I guess you are converting to N-m then to W-sec? Doesn’t work that way. Work done by torque is the product of torque and angular displacement – how far you rotate the torque wrench. The length unit in your calculation is where you grip the wrench, and with the force you apply determines the torque. Power is work per unit time so the product of torque and angular velocity, or 2.26 * wheel rpm * 2 *pi/60 = 0.237 * wheel rpm, so about 840 * 0.237 = 200W for 12” dynamic tire radius and 60 mph.


----------



## DavidDymaxion (Dec 1, 2008)

Do not grease under the piston boot! If any of that grease works its way inside the caliper (like when you use a C-clamp to push the piston in) , it'll contaminate the brake fluid. You should pop out the piston, use a brake cylinder hone, and new seals. Rebuilt brake calipers are cheap enough if I get a stuck piston (can't push it in with my thumbs) I just get a rebuilt caliper. One caution: Some parking brake systems latch the piston in the out position, so be careful that's not the case. Very few cars have front parking brakes, so this is usually the rear brakes that might do that.

I read about an EV team that made sure the piston and cylinder were round and smooth to ensure the piston could move as freely as possible. BTW the seals are supposed to pull the piston back a bit to lessen friction after a stop.

It's also a really good idea to flush the brake fluid rather than just bleed it. That'll get all the corrosion inducing moisture out of it.

Anyway, great job on reducing the energy usage! Thanks for the report.


dtbaker said:


> ....well, with the brake caliper cleanup so far, it seems almost back to what I remember.... averaged 275whr/mile for today with 'normal' stop and go suburban driving today. Thats about what I was getting with 'normal' errand trips.
> 
> I am thinking that next chance I get I will pull calipers again, and grease under piston boot to see if that helps more.


----------



## dtbaker (Jan 5, 2008)

DavidDymaxion said:


> Do not grease under the piston boot! ....
> It's also a really good idea to flush the brake fluid rather than just bleed it. That'll get all the corrosion inducing moisture out of it.



ok, I won't mess under the boot. 

perhaps clean up the external area the pad ears rest in, and call it good. Then flush old brake fluid that I am sure has never been touched in 145k miles.

my car is the typical econo system, disc in front, and drum in back w/ parking brake (which actually works better with drum, right?) I have not pulled the drum yet so I dunno what shape the drums are in.


----------



## Rational (Nov 26, 2011)

You could just pull the car slowly on level ground by hand or by using a winch or block & tackle, and use a hardware store spring to measure the drag. 
Storm door snubber springs have a spring constant of about 45 lbs per inch, but measure it first. Valve springs are really stiff.


----------



## dtbaker (Jan 5, 2008)

Rational said:


> You could just pull the car slowly on level ground by hand or by using a winch or block & tackle, and use a hardware store spring to measure the drag.
> Storm door snubber springs have a spring constant of about 45 lbs per inch, but measure it first. Valve springs are really stiff.



are you serious?

I am all about scientific process, but this does not seem like an accurate or repeatable test for what I am after.
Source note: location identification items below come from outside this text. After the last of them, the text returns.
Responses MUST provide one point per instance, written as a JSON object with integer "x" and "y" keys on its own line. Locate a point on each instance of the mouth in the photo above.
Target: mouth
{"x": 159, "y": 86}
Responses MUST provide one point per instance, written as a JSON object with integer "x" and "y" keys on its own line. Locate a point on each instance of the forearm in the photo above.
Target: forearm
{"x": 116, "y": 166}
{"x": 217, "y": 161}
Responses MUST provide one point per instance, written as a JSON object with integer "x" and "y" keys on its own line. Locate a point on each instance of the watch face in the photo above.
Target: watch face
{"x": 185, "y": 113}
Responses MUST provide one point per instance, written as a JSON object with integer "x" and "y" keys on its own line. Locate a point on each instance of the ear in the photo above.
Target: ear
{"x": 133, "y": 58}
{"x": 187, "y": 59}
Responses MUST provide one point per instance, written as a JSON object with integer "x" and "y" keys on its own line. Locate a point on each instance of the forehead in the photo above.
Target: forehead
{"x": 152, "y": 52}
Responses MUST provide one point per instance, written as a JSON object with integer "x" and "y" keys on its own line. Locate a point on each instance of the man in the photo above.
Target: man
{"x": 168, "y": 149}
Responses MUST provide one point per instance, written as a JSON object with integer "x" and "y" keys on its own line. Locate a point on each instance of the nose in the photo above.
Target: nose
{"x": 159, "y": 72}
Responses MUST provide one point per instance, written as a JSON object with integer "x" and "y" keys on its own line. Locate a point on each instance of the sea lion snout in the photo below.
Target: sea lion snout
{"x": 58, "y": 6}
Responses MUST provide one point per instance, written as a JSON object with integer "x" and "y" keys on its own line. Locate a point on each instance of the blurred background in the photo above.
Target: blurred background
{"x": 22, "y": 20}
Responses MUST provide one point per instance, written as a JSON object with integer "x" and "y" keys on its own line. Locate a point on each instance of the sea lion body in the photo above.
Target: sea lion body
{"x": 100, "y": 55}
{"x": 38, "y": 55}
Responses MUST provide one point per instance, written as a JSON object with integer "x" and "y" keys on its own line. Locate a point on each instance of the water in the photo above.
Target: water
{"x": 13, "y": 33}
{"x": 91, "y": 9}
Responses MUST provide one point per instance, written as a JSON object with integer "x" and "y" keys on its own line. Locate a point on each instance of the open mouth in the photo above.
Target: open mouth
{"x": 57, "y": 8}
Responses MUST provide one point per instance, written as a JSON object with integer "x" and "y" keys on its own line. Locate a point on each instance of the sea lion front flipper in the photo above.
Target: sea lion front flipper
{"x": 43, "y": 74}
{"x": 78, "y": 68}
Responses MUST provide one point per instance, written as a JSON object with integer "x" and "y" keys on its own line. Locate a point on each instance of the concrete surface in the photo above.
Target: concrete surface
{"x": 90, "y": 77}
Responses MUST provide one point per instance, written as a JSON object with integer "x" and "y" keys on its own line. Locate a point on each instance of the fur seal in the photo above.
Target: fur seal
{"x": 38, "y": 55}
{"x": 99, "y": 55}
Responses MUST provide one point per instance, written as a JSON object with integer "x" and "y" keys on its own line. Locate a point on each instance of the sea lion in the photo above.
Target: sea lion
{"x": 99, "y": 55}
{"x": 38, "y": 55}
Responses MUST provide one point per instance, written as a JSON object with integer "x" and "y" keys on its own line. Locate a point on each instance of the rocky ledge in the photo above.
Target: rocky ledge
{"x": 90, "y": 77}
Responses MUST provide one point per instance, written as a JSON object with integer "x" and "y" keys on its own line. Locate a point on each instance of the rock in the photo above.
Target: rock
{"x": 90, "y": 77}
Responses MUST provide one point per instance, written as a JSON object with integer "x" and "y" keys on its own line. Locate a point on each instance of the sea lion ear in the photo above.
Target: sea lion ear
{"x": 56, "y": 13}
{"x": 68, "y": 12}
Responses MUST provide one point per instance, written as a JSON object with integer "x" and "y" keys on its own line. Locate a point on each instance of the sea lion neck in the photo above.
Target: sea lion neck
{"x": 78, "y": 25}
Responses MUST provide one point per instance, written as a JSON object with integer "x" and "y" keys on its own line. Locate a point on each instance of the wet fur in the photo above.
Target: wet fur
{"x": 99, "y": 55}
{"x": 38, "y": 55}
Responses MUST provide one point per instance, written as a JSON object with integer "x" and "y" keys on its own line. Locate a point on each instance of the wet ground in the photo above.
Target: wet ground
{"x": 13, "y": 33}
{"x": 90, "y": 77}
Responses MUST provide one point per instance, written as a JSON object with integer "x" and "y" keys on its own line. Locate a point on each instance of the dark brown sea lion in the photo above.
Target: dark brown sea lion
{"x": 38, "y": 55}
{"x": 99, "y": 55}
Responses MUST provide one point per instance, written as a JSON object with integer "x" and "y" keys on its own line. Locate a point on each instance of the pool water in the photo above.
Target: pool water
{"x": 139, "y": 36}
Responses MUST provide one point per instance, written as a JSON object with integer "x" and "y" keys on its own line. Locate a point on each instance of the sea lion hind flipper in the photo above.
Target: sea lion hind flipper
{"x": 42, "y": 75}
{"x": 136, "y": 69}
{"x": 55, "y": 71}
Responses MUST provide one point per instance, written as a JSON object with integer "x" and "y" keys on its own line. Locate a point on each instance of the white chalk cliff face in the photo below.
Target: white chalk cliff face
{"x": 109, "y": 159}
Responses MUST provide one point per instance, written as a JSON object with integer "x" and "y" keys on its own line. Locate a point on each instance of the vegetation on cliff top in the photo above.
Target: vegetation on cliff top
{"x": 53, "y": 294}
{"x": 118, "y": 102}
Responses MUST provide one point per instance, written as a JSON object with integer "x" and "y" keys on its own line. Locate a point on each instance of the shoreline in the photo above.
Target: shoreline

I think this is one of those times when a simple spin-by-hand and an audible test of 'do I hear brake drag on rotor anymore' is close enough.  Answer so far is that after preliminary cleaning of pad ear 'holders' things seem to be much better.


----------



## Rational (Nov 26, 2011)

dtbaker said:


> accurate or repeatable


Repeat the test several times and average the results. 

Accuracy depends on your measurement of the spring constant. I use a weight that I measured on scales at the Post Office or the supermarket to get really high precision.
You can also buy a spring balance, like the physics labs have.

Measuring the total force to slowly move a vehicle is also useful for acceleration calcs. You can always go into more detailed measurements later, if you need them.


----------